Dans les activités «amont» de production (agriculture, élevage, pêche), il nous faudra être capable de nourrir l’humanité dans les décennies à venir, mais sans entamer les capacités à se nourrir pour les prochains siècles. Tout cela si possible en produisant des aliments de qualité, bénéfiques pour la santé, et réduisant l’impact environnemental des activités agricoles, notamment en évitant de dévaster les derniers espaces naturels (actuellement transformés à grande vitesse en terres arables pour compenser l’épuisement des sols) et agricoles (réduits à des déserts biologiques via l’utilisation abusive des pesticides). Il s’agira donc de réussir à maintenir pour l’essentiel ou améliorer les rendements surfaciques, tout en diminuant les besoins en intrants : engrais de synthèse (nitrates) ou issus de l’exploitation minière (phosphates et potasses) et pesticides (herbicides, insecticides, fongicides…). Dans les activités «aval» des filières de transformation et de distribution, il faut réduire la quantité de transports, d’emballages et de déchets générés.

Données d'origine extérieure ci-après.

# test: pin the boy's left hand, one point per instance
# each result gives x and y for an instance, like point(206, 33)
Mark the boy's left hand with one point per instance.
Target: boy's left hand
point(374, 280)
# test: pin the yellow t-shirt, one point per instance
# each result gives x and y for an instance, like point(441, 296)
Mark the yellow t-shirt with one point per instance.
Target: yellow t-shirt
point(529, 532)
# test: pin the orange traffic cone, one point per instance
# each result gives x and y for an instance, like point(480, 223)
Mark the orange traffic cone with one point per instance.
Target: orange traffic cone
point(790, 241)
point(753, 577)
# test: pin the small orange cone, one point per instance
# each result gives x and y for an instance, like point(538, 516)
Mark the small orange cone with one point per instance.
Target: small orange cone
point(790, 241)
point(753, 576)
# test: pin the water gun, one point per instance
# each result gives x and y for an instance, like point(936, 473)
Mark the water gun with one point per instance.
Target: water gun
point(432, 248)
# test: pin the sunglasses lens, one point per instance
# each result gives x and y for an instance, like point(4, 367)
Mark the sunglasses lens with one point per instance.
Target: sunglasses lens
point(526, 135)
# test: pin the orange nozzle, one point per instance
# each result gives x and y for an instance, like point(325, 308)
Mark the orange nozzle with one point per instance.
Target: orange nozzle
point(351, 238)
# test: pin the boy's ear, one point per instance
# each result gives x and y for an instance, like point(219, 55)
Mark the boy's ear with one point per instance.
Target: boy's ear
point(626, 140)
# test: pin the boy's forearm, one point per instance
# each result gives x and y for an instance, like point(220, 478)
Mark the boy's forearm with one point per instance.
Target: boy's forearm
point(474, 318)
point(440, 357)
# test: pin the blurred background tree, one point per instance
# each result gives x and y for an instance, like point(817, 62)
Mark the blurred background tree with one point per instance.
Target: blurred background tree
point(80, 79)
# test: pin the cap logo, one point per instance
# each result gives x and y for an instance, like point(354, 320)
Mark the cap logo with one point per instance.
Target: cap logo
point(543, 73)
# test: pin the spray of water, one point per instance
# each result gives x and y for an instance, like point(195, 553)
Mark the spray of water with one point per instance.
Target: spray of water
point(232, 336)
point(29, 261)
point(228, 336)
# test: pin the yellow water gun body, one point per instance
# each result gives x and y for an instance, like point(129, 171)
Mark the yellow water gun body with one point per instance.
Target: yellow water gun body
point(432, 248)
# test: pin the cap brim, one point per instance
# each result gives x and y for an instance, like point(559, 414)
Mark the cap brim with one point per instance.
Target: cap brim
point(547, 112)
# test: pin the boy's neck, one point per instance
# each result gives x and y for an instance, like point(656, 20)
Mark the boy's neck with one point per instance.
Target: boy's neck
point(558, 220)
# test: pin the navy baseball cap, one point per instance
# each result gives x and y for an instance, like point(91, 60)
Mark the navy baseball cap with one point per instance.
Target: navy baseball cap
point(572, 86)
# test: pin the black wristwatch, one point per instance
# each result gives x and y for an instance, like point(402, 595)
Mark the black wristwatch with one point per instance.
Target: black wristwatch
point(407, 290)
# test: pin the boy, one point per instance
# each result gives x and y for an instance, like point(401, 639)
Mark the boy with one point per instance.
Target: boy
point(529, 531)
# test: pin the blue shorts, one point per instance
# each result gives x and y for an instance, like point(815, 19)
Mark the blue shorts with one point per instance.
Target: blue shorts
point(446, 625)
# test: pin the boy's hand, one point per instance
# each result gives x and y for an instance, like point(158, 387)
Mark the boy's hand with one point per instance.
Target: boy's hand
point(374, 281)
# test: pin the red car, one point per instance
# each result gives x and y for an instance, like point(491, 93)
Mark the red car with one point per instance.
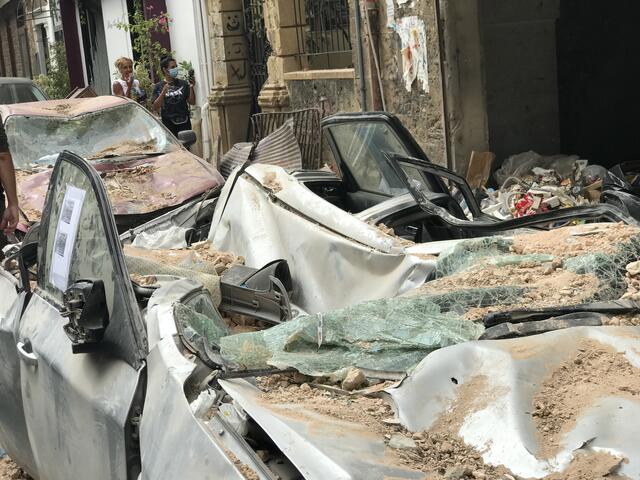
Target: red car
point(146, 170)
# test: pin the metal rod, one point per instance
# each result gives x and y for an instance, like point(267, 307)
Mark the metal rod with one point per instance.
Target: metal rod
point(360, 58)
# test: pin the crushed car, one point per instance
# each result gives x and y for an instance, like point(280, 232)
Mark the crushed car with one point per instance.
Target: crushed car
point(200, 362)
point(146, 170)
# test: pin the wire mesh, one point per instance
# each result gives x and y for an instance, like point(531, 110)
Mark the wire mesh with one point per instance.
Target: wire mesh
point(306, 128)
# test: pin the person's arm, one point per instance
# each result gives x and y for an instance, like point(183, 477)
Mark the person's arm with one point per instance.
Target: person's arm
point(192, 92)
point(159, 101)
point(11, 214)
point(117, 89)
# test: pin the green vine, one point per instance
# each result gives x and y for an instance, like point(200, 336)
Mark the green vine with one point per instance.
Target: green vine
point(148, 51)
point(55, 84)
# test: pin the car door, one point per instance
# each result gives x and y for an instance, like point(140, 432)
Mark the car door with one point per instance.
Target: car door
point(361, 143)
point(13, 428)
point(81, 408)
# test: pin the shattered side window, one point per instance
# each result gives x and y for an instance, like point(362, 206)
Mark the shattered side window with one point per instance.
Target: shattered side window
point(76, 245)
point(364, 147)
point(123, 131)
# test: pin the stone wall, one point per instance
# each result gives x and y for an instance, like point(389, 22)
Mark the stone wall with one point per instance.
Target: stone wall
point(8, 18)
point(420, 111)
point(332, 96)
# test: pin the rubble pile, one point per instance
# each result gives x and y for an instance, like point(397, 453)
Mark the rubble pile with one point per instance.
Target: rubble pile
point(10, 471)
point(565, 266)
point(595, 372)
point(529, 183)
point(197, 255)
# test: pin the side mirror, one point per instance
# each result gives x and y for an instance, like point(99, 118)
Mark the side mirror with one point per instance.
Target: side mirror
point(27, 257)
point(187, 138)
point(85, 304)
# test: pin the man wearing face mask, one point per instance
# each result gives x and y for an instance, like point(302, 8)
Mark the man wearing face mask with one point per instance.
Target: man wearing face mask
point(172, 97)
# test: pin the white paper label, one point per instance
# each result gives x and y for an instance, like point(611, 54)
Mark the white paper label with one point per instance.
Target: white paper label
point(391, 14)
point(65, 237)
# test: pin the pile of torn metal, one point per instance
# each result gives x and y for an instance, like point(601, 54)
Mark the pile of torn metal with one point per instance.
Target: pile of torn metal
point(529, 183)
point(337, 350)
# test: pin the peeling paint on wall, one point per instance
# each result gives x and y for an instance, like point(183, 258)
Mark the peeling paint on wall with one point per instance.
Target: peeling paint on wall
point(413, 40)
point(391, 21)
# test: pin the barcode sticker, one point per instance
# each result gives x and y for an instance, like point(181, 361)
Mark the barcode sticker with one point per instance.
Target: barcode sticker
point(65, 238)
point(61, 243)
point(67, 211)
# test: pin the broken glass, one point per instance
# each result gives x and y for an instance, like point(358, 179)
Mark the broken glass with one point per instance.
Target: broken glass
point(114, 132)
point(196, 327)
point(391, 335)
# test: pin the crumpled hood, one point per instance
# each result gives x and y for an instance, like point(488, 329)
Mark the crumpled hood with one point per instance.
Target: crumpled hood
point(533, 403)
point(135, 187)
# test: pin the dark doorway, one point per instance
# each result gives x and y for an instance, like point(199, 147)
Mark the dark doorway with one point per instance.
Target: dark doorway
point(598, 71)
point(560, 77)
point(259, 48)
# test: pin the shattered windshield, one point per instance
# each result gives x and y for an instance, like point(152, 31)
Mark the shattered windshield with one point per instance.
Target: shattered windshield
point(121, 131)
point(364, 147)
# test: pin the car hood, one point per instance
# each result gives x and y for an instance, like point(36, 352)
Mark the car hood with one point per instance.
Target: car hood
point(136, 186)
point(467, 390)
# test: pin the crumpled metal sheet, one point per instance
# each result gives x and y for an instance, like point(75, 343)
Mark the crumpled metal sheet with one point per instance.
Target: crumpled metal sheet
point(335, 259)
point(173, 442)
point(504, 430)
point(321, 447)
point(172, 179)
point(390, 335)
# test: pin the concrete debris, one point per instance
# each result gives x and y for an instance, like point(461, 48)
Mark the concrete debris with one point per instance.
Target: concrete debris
point(633, 268)
point(529, 183)
point(354, 379)
point(400, 442)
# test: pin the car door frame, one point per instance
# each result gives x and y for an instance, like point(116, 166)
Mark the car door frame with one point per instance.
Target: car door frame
point(394, 124)
point(82, 409)
point(14, 437)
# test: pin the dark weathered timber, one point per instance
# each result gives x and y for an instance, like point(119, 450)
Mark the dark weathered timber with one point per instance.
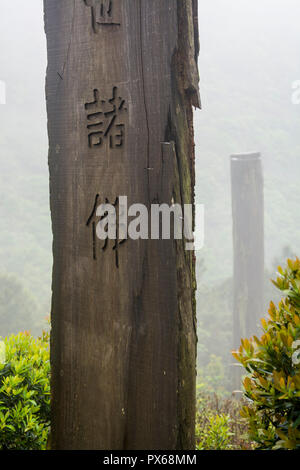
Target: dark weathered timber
point(248, 242)
point(123, 339)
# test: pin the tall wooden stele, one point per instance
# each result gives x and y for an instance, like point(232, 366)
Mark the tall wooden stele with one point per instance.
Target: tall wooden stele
point(248, 243)
point(121, 82)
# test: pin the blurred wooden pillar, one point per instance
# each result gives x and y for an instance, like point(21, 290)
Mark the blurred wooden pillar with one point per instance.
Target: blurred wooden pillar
point(248, 245)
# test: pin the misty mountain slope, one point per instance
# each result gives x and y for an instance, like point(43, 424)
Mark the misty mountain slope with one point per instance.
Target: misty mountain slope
point(248, 62)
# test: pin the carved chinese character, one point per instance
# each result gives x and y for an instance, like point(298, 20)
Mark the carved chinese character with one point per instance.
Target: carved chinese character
point(110, 216)
point(102, 13)
point(104, 120)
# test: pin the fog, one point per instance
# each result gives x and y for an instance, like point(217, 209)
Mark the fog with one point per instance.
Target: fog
point(248, 63)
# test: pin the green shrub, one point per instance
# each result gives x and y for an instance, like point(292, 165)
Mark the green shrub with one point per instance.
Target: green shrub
point(219, 425)
point(273, 381)
point(24, 392)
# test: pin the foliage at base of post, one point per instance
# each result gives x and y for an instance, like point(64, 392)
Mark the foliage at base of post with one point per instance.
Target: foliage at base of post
point(272, 385)
point(24, 392)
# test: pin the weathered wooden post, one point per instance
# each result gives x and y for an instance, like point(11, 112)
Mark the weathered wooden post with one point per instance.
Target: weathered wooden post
point(248, 243)
point(121, 82)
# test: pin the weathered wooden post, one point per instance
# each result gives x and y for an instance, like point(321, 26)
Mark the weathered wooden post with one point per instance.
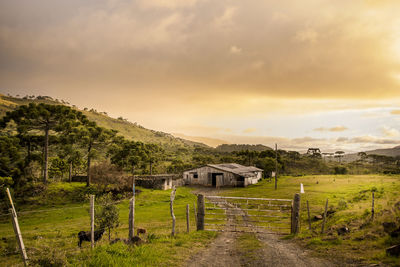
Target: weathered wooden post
point(17, 230)
point(172, 209)
point(309, 217)
point(325, 212)
point(195, 213)
point(187, 218)
point(92, 220)
point(276, 166)
point(132, 214)
point(296, 214)
point(200, 212)
point(373, 206)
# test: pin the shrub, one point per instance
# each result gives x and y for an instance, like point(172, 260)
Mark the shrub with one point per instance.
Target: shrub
point(342, 204)
point(48, 256)
point(340, 170)
point(109, 177)
point(106, 214)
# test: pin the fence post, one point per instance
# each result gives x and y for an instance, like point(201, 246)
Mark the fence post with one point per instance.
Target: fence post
point(187, 218)
point(131, 222)
point(131, 218)
point(172, 209)
point(200, 212)
point(296, 214)
point(195, 213)
point(309, 217)
point(92, 220)
point(17, 230)
point(373, 206)
point(323, 222)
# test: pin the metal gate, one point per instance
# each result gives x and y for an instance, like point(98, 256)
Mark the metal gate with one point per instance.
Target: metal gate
point(240, 214)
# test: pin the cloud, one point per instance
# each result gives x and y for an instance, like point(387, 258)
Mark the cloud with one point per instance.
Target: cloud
point(170, 4)
point(373, 140)
point(235, 50)
point(226, 19)
point(250, 130)
point(390, 132)
point(307, 35)
point(332, 129)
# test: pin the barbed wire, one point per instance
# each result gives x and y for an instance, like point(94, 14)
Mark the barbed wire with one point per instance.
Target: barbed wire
point(64, 208)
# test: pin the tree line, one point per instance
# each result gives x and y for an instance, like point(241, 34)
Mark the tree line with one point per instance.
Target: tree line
point(28, 133)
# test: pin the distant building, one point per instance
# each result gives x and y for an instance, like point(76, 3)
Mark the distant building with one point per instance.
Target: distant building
point(227, 174)
point(159, 181)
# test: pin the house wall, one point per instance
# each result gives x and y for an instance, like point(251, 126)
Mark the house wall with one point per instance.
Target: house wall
point(254, 179)
point(205, 177)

Soyons clair, on n’en prend pas vraiment le chemin, que ce soit au niveau mondial ou national. La consommation annuelle mondiale de pesticides est ainsi passée, entre 1945 et 2007 de 0.05 à 2.5 millions de tonnes, pendant que dans la même période la toxicité des produits utilisés a elle-même été multipliée par un facteur 10 (soit un besoin dix fois moindre pour obtenir le même effet) ! Il existe aujourd’hui plus de neuf cent substances actives répertoriées, et de quinze s’y ajoutent chaque année, ce qui rend inenvisageable toute étude sérieuse prenant en compte la combinatoire d’effets entre produits. L’Europe est championne du monde – 3.9 kg par hectare et par an (kg/ha/an) pour une moyenne mondiale de 1.5 kg/ha/an – et la France championne d’Europe à 4.5 kg/ha/an. Ce qui s’explique par une longue tradition viticole française, culture très sensible aux maladies et aux agressions.
La consommation d’engrais augmente aussi au niveau mondial (de 30 à 170 millions de tonnes entre le début des années 1960 et aujourd’hui), car la surface de terres agricoles amendées se développe, même si le poids à l’hectare (110 kg/ha/an en moyenne) a plutôt tendance à stagner ou diminuer grâce à une utilisation plus rationnelle et économique, du fait d’une meilleure compréhension de la composition et de la dynamique des sols.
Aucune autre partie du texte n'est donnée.